From a content creator's perspective, we feel the era of pure opinion might be turning a page.

This trend also applies to creators in the crypto circle. The crypto industry doesn't lack opinions; countless people on X every day喊单 (shill), predict prices, comment on regulation.

But few can自建 (build their own) on-chain data analysis tools like @beaverd, or拆解 (deconstruct) market cycles into repeatable trading playbooks like KobeissiLetter.

Maintaining scarcity and independence, producing consistently, is actually a very professional job, and also very rewarding and positive-feedback work.

We also hope to see more content from the Chinese circle appear on the list in the future.

Related Questions

QWhat was the total prize money awarded in X's long-form article competition, and how did it compare to the initial announcement?

AThe total prize money awarded was $2.15 million, which was more than double the initially announced $1 million.

QWho won the $1 million grand prize, and what was the key factor that contributed to their article's success?

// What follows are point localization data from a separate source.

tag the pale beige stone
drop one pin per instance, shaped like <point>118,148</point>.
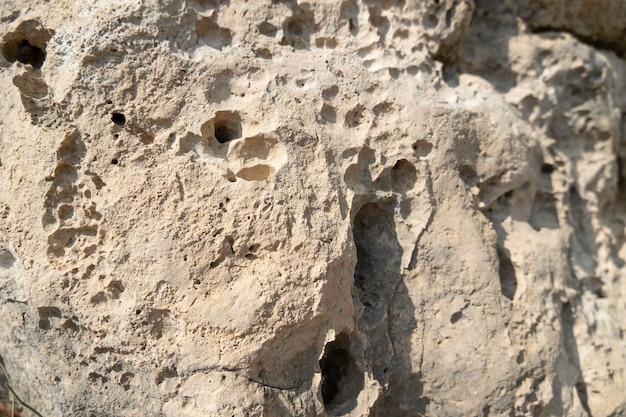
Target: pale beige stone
<point>334,208</point>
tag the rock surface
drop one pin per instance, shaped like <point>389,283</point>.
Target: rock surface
<point>280,208</point>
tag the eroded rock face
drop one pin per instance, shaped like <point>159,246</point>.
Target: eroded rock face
<point>272,208</point>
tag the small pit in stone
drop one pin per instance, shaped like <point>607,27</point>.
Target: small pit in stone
<point>227,126</point>
<point>341,378</point>
<point>23,51</point>
<point>118,118</point>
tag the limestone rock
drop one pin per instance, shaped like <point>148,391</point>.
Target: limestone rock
<point>336,208</point>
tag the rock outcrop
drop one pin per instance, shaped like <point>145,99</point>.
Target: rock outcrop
<point>341,208</point>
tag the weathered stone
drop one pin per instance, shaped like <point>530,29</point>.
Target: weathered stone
<point>272,208</point>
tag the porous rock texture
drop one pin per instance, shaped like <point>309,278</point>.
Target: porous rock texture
<point>282,208</point>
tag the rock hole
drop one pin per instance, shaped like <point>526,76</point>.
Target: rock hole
<point>45,313</point>
<point>456,317</point>
<point>468,174</point>
<point>23,51</point>
<point>547,168</point>
<point>268,29</point>
<point>341,378</point>
<point>422,148</point>
<point>125,380</point>
<point>211,33</point>
<point>298,28</point>
<point>115,288</point>
<point>227,126</point>
<point>349,11</point>
<point>118,118</point>
<point>508,279</point>
<point>403,176</point>
<point>165,373</point>
<point>328,113</point>
<point>70,325</point>
<point>7,260</point>
<point>354,117</point>
<point>259,172</point>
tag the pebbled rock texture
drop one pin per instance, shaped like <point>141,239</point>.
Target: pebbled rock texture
<point>334,208</point>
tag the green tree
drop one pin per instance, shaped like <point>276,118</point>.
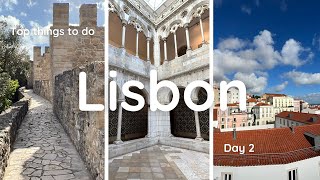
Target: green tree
<point>14,65</point>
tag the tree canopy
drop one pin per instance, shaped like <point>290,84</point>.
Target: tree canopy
<point>14,65</point>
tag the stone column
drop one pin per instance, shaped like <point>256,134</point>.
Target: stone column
<point>118,140</point>
<point>202,35</point>
<point>137,44</point>
<point>156,50</point>
<point>148,49</point>
<point>175,45</point>
<point>186,26</point>
<point>165,50</point>
<point>124,24</point>
<point>196,117</point>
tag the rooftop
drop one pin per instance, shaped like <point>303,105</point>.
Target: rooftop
<point>300,117</point>
<point>272,146</point>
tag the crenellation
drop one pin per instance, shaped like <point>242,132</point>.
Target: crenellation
<point>61,14</point>
<point>61,64</point>
<point>88,15</point>
<point>47,49</point>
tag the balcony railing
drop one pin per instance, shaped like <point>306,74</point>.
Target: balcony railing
<point>265,159</point>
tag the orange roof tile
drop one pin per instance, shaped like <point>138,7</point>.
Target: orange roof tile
<point>252,100</point>
<point>271,146</point>
<point>300,117</point>
<point>262,104</point>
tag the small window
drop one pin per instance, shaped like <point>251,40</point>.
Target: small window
<point>293,174</point>
<point>226,176</point>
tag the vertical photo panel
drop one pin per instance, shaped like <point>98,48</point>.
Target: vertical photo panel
<point>151,46</point>
<point>266,84</point>
<point>52,89</point>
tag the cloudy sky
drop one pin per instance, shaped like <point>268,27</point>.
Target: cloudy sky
<point>270,45</point>
<point>38,13</point>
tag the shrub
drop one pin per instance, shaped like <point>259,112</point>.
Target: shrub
<point>8,88</point>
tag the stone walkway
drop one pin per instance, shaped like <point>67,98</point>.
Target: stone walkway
<point>160,162</point>
<point>42,150</point>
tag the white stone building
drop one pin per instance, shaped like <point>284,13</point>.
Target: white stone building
<point>277,154</point>
<point>171,37</point>
<point>291,119</point>
<point>263,113</point>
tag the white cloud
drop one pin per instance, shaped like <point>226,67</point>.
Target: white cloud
<point>231,44</point>
<point>280,87</point>
<point>302,78</point>
<point>291,53</point>
<point>7,4</point>
<point>246,9</point>
<point>316,41</point>
<point>11,21</point>
<point>236,55</point>
<point>23,14</point>
<point>254,84</point>
<point>312,98</point>
<point>31,3</point>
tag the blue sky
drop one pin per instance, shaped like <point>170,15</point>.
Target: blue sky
<point>271,45</point>
<point>38,13</point>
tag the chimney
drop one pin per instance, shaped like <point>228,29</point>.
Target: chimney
<point>314,140</point>
<point>292,129</point>
<point>313,119</point>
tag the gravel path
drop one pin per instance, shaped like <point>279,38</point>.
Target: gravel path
<point>42,150</point>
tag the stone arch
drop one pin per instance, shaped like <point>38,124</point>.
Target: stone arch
<point>113,116</point>
<point>114,7</point>
<point>169,29</point>
<point>203,5</point>
<point>182,119</point>
<point>138,25</point>
<point>134,124</point>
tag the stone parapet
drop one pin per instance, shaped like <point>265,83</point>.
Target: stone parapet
<point>196,60</point>
<point>10,121</point>
<point>85,129</point>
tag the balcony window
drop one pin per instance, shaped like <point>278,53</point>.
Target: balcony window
<point>293,174</point>
<point>226,176</point>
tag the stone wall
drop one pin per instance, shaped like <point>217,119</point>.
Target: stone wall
<point>86,129</point>
<point>42,73</point>
<point>10,121</point>
<point>71,51</point>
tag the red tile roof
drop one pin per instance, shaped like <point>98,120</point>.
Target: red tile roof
<point>271,146</point>
<point>215,114</point>
<point>275,95</point>
<point>231,104</point>
<point>252,100</point>
<point>262,104</point>
<point>300,117</point>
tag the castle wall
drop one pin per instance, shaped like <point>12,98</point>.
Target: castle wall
<point>42,73</point>
<point>69,51</point>
<point>85,129</point>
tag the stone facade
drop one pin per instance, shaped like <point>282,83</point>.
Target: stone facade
<point>67,52</point>
<point>56,78</point>
<point>181,127</point>
<point>41,73</point>
<point>10,121</point>
<point>86,129</point>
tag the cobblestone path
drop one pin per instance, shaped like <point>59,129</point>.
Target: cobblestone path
<point>42,150</point>
<point>160,162</point>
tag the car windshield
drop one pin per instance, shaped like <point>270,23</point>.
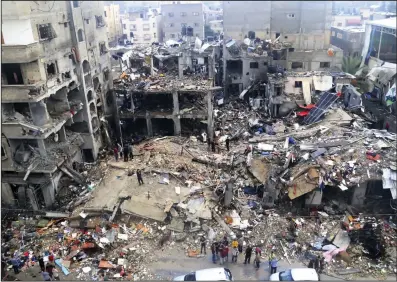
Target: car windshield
<point>286,275</point>
<point>190,277</point>
<point>228,274</point>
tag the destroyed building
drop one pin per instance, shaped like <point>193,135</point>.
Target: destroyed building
<point>142,26</point>
<point>292,36</point>
<point>182,20</point>
<point>56,89</point>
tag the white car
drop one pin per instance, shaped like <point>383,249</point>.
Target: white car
<point>296,274</point>
<point>209,274</point>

AThe grand prize was won by @beaverd. The key factor was the article's unique and scarce content, which was based on an original, self-built database analyzing millions of government invoices to expose how Deloitte mismanaged $74 billion in contracts.

QWhat specific metric did X use to rank the articles in the competition, and why did the article with the highest engagement (Dan Koe's) not have the highest exposure?

AX ranked articles based on 'exposure in the home timeline of US-based Premium subscribers.' Dan Koe's article had lower exposure by this metric because his audience is more global, while this metric excluded non-US and non-paying users, favoring content with a highly concentrated US audience.

QAccording to the article, what is one of the deeper reasons X is investing in its Articles feature and this competition?

AOne deeper reason is to generate high-quality, long-form text content to serve as training data for its large language model, Grok.

QWhat common characteristic did the winning articles share, according to the author's analysis?

AThe winning articles all had their own independent 'hardware' or narrative framework, such as a unique database, a tested trading model, or a multi-chapter methodology. None were purely opinion pieces.